At this point, Jason’s girlfriend Lisa is introduced. To give us all the exposition on the theoretical coolant. Mulder suspects Future Jason will try to kill her next. He does. She is frozen solid. Future Jason’s final target is his younger self. While the two are scuffling, Scully figures out how to thaw Lisa out safely. Jason ‘s plan was to confront Future Jason to discover how to do that. He could have just asked scully and saved himself a lot of trouble. Did I saw trouble? I meant being incinerated by his future self’s rising temperature. In the final scene, we see Lisa attempting to recreate the formula from memory after Future Jason has destroyed all the research data.

So what does a coolant have to do with time travel? Time travel is actually incidental to the plot. Future Jason offers a throwaway line to lisa saying she will meet a physicist in a decade who will discover a way for a person to travel through time, but the stress on the human body would be too much--that is, without the coolant. So she eventually teams up with Dr.

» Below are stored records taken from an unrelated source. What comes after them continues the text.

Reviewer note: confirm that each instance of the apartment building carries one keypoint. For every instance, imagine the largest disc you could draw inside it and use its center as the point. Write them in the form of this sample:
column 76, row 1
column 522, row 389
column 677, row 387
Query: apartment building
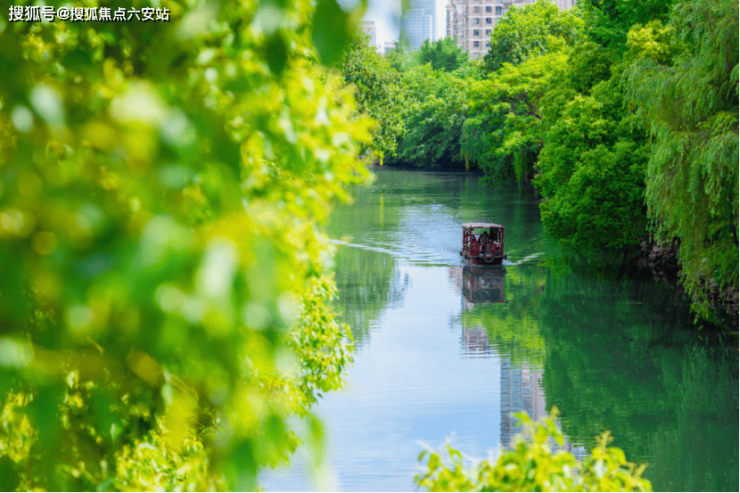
column 471, row 22
column 419, row 22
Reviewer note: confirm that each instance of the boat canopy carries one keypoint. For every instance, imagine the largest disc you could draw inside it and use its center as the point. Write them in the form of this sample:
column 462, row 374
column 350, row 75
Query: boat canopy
column 481, row 225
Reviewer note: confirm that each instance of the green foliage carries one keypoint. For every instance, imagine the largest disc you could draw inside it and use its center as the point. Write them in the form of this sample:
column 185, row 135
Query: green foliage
column 530, row 30
column 690, row 102
column 443, row 54
column 535, row 464
column 436, row 108
column 162, row 193
column 379, row 93
column 608, row 21
column 592, row 172
column 504, row 131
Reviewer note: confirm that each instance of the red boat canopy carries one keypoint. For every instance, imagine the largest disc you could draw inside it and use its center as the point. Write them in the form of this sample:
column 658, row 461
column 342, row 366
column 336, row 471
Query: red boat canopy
column 481, row 225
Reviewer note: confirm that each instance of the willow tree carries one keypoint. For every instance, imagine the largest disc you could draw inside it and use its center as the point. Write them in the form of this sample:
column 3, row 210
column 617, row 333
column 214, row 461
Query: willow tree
column 162, row 189
column 691, row 106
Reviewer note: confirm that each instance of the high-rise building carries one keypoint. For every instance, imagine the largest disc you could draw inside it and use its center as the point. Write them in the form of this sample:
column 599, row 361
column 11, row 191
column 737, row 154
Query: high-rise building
column 471, row 22
column 368, row 27
column 419, row 22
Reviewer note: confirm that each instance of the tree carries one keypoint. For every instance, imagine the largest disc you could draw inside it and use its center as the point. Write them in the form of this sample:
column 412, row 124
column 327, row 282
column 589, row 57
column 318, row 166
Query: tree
column 592, row 170
column 690, row 102
column 507, row 105
column 378, row 93
column 535, row 464
column 162, row 193
column 436, row 108
column 529, row 30
column 443, row 54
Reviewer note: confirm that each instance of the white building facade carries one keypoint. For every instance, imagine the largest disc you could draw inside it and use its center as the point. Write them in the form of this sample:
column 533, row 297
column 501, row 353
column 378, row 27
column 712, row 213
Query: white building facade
column 419, row 22
column 471, row 22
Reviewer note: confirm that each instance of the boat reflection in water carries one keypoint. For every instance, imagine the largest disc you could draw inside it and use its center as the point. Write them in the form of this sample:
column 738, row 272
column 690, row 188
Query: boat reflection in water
column 520, row 386
column 482, row 285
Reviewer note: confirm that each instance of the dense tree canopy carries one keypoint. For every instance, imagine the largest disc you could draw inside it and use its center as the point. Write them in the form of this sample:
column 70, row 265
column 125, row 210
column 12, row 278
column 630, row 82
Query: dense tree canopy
column 690, row 102
column 378, row 93
column 443, row 54
column 529, row 30
column 162, row 189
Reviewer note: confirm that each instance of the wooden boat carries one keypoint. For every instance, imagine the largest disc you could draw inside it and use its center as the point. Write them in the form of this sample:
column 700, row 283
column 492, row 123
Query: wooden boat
column 483, row 243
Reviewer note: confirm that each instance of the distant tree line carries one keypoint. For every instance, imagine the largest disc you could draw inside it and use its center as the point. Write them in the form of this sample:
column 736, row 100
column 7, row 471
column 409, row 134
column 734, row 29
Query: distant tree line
column 622, row 115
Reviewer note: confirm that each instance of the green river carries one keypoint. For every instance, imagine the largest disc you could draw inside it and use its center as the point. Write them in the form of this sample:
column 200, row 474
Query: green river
column 449, row 351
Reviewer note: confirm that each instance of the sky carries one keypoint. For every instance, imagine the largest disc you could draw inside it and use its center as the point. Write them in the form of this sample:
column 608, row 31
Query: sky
column 386, row 14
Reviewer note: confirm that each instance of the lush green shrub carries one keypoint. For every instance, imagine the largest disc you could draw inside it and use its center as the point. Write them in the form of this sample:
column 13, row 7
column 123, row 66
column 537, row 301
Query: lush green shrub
column 535, row 464
column 162, row 190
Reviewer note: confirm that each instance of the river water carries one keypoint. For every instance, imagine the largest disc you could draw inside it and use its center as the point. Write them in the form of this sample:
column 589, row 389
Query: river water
column 447, row 352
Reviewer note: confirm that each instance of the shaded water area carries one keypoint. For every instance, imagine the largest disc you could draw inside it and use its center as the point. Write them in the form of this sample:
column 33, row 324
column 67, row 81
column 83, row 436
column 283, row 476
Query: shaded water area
column 446, row 350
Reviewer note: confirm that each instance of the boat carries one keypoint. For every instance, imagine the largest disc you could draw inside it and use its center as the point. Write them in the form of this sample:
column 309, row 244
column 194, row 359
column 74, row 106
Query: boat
column 483, row 243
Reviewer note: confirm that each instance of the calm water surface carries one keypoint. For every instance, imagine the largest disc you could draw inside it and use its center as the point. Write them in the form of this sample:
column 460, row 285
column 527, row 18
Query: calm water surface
column 447, row 351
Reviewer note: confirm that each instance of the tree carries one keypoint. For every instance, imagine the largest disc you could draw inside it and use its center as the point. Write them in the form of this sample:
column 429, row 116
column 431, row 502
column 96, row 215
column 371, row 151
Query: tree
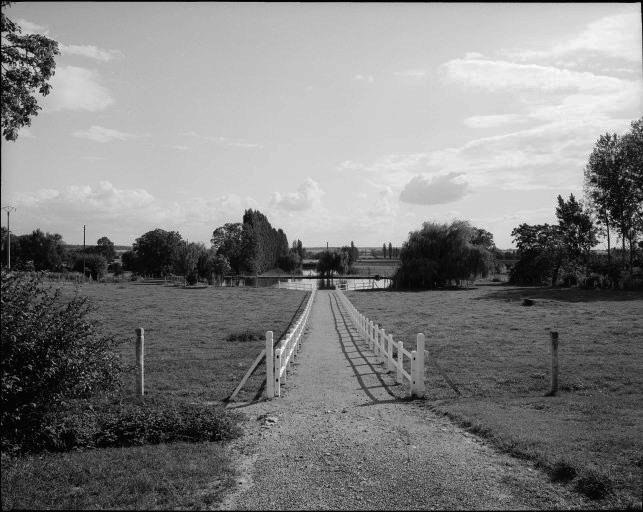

Sam Beckett (I kid, I kid) to give him the one piece of the puzzle he lacks. Keep in mind Future Jason knows Lisa is the one who will do that, not his past self.

But why is Future Jason killing his past colleagues? It is another throwaway line. Time travel is common in the future thanks to the coolant. It has made everyone miserable because there is no mystery to life. He sort of implies, but never says, people are traveling to the future, too, and learning their fate. Philosophically speaking, that might make for an interesting theme to explore, But like I said, it is not only a throwaway line, it is one of the last things Future Jason says before killing his past self. Not only is there no indication that is the issue that has tormented him the entire time, we are not given enough time to absorb the concept ourselves. We need more elaboration, and we do not get it. All we see is lisa working diligently to recreate all the research.

Lisa is the biggest problem with the episode. Keep in mind, mulder has not made the connection between the coolant and time travel. He has no idea how Future Jason traveled into the past. He only knows that young Jason is going to force him to reveal how to defrost Lisa. Mulder stops him from harming Future Jason by telling him Scully, brilliant doctor she is, has saved Lisa. Future Jason heard this, knows Lisa is going to survive, knows she is going to eventually collaborate with a scientist who has developed time travel, knows she is smart enough to reproduce all the research data he just destroyed, but decides to sacrifice himself in order to kill younger Jason thinking he will have solved his problem that way.

Cast aside the truth that if Young Jason is killed, Future Jason will not exist to travel back in time to kill him in the first place. Why would Future Jason sacrifice himself to kill Young Jason when he knows, noty only is Lisa the one to hand over the coolant for time travel instead of him, but he failed to kill her, so she is naturally going to develop the coolant anyway? If he is that dedicated to stopping the development of the coolant, then stop fighting with Young Jason, give up, and wait for another opportunity to kill her. Or do something even more breathtakingly rational and talk her out of working on the coolant. She already believes Future Jason is from the future. How hard could it be?

I also need to knock on Mulder. Once the two Jasons are dead, mulder lectures Scully on the inevitably of fate. He says since someone already came up with the idea for the coolant, it is bound to get made at some point. Uh, yeah. Lisa is going to make it, because she is familiar enough with the data to recreate it. So maybe you should, you know, advise her not to? Sure, she would probably not listen, but mulder does not even entertain the possibility she is going to continue the work.

How dumb is he? Oh, yeah. Dumb enough to risk the lives of a plane load of passengers by carrying alien technology onboard which aliens want and the military has proven will kill countless innocents to hide. That is how dumb. At least said dumbness is consistent with “Synchrony.” It is a very bad episode.